Les conclusions de l'ARF seront reprises pour la réalisation d'une étude technique et de la mise en place d'installations spécifiques à la protection contre la foudre. Ces dernières devront subir, dans les 6 mois suivant ces mises en place, une première vérification initiale de conformité (par une société différente de celle ayant réalisé l'installation). Des contrôles périodiques - à raison d'une vérification complète tous les deux ans et d'une vérification visuelle annuelle - destinés à s'assurer du maintien en état de conservation et de conformité des dispositifs de protection sont également obligatoires.
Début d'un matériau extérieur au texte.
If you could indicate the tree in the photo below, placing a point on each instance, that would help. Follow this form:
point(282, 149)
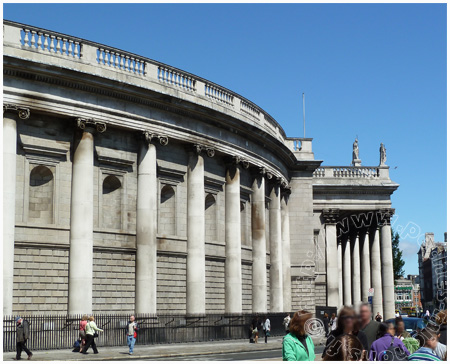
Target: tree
point(397, 256)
L'industrie chimique a son guide dédié

L'industrie chimique est particulièrement consciente des risques inhérents à la foudre. Les professionnels du secteur, depuis une vingtaine d'années, se sont organisés pour proposer des documents de référence en la matière. L'Union des industries chimiques (UIC) et le Groupe d'étude de sécurité des industries pétrolières et chimiques (GESIP) rédigent, à chaque publication de nouvel arrêté, des guides spécifiques destinés à accompagner les entreprises dans leurs démarches. En 2000, les deux organismes ont décidé d'unir leurs compétences pour fournir un document commun. C'est ainsi qu'en 2009 est sorti le dernier rapport* intitulé « Protection des installations industrielles contre les effets de la foudre » - rapport n°2009/01. Au sommaire, une revue très détaillée des effets de la foudre, de la réglementation, des démarches à suivre, les orientations techniques ainsi que les procédures de vérification. Les différentes techniques de protection sont ainsi passées au crible, schémas et références normatives à l'appui. Une bible donc qui complète le contenu des normes et qui s'adapte parfaitement aux activités et aux problématiques des industriels du secteur chimique, notamment grâce à de nombreux exemples représentatifs.